CS: She has a personality.
Smith: She does. She has a total personality.

CS: And she's so good in this, especially in that scene with Elizabeth, that I don't think anyone would have any idea she came from porn.
Smith: Totally, and the nice thing about her, too, is she gives off this vibe of making sex fun, like she just has this sexy, fun vibe to her, and when you know her and talk to her, she has this incredibly boring, plain, free from controversy or strife backstory. Like most of the backstories you hear of people in the adult film industry, some of them are very sad, but hers is like, "I just wanted to do porn because I like having sex," and I was like, "You are every 13-year-old boy's fantasy." It's like this is what 13-year-old boys wish to hear is that the porn actress actually likes having sex.

CS: What's your relationship with George Lucas like these days? Lucasfilm has an entire staff of lawyers whose only role is to look for copyright infringement, so how did you get away with doing a porn version of "Star Wars"?
Smith: They haven't seen it yet and we mixed up at Skywalker, so there are people up there who are aware of it, but they've always been really good to us in the past about any of the other "Star Wars" stuff we've done. Granted, this one kind of pushes the edge of the envelope in terms of putting a set of nuts on R2D2, but hopefully, they'll see it in the spirit in which it was done, which was a little bit of reverence and a little bit of risqué I'm used to.

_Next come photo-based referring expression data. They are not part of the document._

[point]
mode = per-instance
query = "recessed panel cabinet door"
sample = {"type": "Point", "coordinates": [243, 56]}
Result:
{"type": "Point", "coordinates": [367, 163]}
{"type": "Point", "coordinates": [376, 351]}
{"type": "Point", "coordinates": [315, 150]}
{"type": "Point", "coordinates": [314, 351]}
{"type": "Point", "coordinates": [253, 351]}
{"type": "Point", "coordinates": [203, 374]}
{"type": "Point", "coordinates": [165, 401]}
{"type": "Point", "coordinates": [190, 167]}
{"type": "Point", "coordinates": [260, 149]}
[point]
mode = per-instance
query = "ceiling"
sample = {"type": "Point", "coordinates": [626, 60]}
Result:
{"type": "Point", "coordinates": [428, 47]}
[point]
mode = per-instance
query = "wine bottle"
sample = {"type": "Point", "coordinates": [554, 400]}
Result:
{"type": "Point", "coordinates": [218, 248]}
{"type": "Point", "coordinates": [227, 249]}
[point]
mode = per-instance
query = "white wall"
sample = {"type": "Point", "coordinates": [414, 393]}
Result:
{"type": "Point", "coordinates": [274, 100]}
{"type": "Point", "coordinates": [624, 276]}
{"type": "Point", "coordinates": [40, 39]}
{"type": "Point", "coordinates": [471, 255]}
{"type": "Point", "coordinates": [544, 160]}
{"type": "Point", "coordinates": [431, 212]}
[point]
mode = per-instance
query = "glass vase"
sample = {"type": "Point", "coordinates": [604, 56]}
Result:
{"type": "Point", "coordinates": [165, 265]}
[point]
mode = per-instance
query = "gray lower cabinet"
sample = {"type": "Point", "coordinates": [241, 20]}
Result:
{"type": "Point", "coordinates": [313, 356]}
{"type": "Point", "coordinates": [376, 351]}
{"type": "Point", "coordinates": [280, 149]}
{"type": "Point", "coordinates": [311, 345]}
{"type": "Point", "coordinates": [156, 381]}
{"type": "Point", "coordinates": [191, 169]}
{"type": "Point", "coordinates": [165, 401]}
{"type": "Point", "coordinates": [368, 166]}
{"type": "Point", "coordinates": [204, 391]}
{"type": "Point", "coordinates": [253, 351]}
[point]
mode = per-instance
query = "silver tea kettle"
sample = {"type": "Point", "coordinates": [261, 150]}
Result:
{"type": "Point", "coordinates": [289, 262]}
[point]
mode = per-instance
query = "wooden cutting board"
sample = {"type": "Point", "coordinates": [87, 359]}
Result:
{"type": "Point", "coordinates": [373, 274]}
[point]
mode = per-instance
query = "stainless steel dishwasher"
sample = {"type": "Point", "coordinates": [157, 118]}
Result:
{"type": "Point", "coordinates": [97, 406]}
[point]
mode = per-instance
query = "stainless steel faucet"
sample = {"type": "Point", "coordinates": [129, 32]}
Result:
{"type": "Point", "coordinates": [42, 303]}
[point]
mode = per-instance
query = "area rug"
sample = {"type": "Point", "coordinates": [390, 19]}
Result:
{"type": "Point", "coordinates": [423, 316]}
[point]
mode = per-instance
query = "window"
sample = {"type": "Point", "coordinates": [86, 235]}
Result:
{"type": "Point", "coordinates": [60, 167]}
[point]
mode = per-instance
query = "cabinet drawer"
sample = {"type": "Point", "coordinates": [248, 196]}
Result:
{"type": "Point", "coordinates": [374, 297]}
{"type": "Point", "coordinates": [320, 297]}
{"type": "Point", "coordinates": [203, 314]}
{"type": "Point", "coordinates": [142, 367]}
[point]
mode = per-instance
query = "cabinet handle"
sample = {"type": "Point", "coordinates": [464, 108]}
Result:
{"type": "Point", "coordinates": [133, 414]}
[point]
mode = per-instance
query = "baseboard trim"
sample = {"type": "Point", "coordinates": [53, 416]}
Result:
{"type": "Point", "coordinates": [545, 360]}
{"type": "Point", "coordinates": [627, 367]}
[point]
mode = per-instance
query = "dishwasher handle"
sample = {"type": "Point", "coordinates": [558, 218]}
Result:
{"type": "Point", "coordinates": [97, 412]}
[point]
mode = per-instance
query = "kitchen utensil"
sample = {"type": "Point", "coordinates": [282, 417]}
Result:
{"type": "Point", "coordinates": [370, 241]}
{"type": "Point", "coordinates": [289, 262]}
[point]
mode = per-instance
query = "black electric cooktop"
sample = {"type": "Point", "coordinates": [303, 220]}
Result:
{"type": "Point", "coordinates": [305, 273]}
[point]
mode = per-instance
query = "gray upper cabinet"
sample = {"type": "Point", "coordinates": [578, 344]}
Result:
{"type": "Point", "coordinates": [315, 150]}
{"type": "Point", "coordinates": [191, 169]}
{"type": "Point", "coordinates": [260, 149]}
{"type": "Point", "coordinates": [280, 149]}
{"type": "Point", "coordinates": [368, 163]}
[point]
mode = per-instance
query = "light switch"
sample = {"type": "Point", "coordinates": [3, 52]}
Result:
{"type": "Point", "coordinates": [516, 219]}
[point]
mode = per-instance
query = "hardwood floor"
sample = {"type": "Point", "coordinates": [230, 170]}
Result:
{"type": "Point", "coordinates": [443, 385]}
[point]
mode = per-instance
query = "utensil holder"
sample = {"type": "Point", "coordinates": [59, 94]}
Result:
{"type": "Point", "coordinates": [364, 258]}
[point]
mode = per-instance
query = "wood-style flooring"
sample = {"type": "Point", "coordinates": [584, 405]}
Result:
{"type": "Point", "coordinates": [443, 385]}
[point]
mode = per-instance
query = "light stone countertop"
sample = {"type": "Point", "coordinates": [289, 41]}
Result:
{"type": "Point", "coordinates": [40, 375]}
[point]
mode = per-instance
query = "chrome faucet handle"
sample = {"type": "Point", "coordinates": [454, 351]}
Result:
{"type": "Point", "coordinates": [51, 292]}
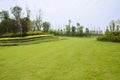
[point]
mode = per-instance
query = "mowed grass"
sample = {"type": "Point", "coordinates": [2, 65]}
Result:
{"type": "Point", "coordinates": [71, 59]}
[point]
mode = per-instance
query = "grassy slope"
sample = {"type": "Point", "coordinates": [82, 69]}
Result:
{"type": "Point", "coordinates": [72, 59]}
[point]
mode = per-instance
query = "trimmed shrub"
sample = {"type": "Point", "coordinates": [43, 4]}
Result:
{"type": "Point", "coordinates": [110, 36]}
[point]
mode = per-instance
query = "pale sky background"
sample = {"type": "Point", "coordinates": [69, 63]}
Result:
{"type": "Point", "coordinates": [89, 13]}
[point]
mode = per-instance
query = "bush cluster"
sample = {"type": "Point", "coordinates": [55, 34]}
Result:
{"type": "Point", "coordinates": [110, 36]}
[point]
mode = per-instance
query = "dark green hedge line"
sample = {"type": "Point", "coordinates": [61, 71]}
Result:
{"type": "Point", "coordinates": [110, 36]}
{"type": "Point", "coordinates": [27, 40]}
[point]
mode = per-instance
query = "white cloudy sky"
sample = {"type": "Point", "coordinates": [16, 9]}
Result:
{"type": "Point", "coordinates": [89, 13]}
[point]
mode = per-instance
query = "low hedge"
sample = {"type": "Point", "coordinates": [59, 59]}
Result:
{"type": "Point", "coordinates": [27, 40]}
{"type": "Point", "coordinates": [110, 36]}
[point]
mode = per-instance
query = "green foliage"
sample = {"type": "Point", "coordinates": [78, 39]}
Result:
{"type": "Point", "coordinates": [46, 26]}
{"type": "Point", "coordinates": [110, 36]}
{"type": "Point", "coordinates": [4, 15]}
{"type": "Point", "coordinates": [70, 59]}
{"type": "Point", "coordinates": [16, 11]}
{"type": "Point", "coordinates": [68, 30]}
{"type": "Point", "coordinates": [26, 40]}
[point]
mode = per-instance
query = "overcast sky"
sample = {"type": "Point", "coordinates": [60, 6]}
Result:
{"type": "Point", "coordinates": [89, 13]}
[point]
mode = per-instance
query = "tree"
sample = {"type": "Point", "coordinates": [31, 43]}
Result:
{"type": "Point", "coordinates": [25, 26]}
{"type": "Point", "coordinates": [46, 26]}
{"type": "Point", "coordinates": [4, 15]}
{"type": "Point", "coordinates": [68, 29]}
{"type": "Point", "coordinates": [87, 32]}
{"type": "Point", "coordinates": [69, 22]}
{"type": "Point", "coordinates": [107, 30]}
{"type": "Point", "coordinates": [118, 27]}
{"type": "Point", "coordinates": [78, 27]}
{"type": "Point", "coordinates": [112, 25]}
{"type": "Point", "coordinates": [81, 31]}
{"type": "Point", "coordinates": [73, 30]}
{"type": "Point", "coordinates": [16, 11]}
{"type": "Point", "coordinates": [38, 21]}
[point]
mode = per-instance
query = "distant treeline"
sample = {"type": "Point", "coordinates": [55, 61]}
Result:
{"type": "Point", "coordinates": [112, 32]}
{"type": "Point", "coordinates": [19, 25]}
{"type": "Point", "coordinates": [78, 30]}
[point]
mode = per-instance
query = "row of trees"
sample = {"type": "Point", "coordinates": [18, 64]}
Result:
{"type": "Point", "coordinates": [21, 25]}
{"type": "Point", "coordinates": [112, 32]}
{"type": "Point", "coordinates": [78, 30]}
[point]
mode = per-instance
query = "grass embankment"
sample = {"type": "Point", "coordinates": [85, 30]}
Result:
{"type": "Point", "coordinates": [26, 40]}
{"type": "Point", "coordinates": [71, 59]}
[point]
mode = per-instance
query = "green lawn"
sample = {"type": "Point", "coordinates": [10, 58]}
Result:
{"type": "Point", "coordinates": [71, 59]}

CS: I'm pretty sure this isn't the first "Star Wars" porn movie ever made either.
Smith: It has to not be. Somebody in the '70s had to have done it, man, at the height of real porn, when they were shooting on film and what-not, and when they were still making porn that had movie title knock-offs to it, but I have yet to see it. I'm sure now it might surface if it exists.

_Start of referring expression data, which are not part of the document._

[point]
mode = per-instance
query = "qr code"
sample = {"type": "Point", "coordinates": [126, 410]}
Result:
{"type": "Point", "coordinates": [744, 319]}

CS: Before we finish up, I wanted to ask about "Red State." What's going on with that as far as it moving forward?
Smith: I hope so. We're still looking for some cash for it 'cause it's not a really commercial film at all. It's very bleak and very dark and there's no one to root for in the movie, so it's kind of like a real film festival type of film but it's not the type of movie that you can take into multiplexes and do a bunch of business with unless it becomes like a water cooler type of movie where people start talking about it. So we've had trouble finding financing for it but hopefully that'll come together soon. Script's all done, we want to make it for like $5 million in the Mid-West and do it with a bunch of unknowns and see what happens. None of those things add up to people rushing to you with a checkbook like, "I want to cast unknowns and I want to shoot in the Mid-West and I want to make it for $5 million! And it's bleak and nobody's going to like it!" Nobody's rushing to give us money for it.

CS: I think people have certain expectations because you've done so much comedy and they expect if you're doing horror, it's going to be the most grotesque thing you've ever seen before that you've been saving up all these years.
Smith: Yeah, but it is definitely a 180 from everything else we've done including "Zack and Miri" but at the same time, it's not like a splatter film. It's not like slasher balls-to-the-wall gore, it's more unsettling and disturbing type of horror.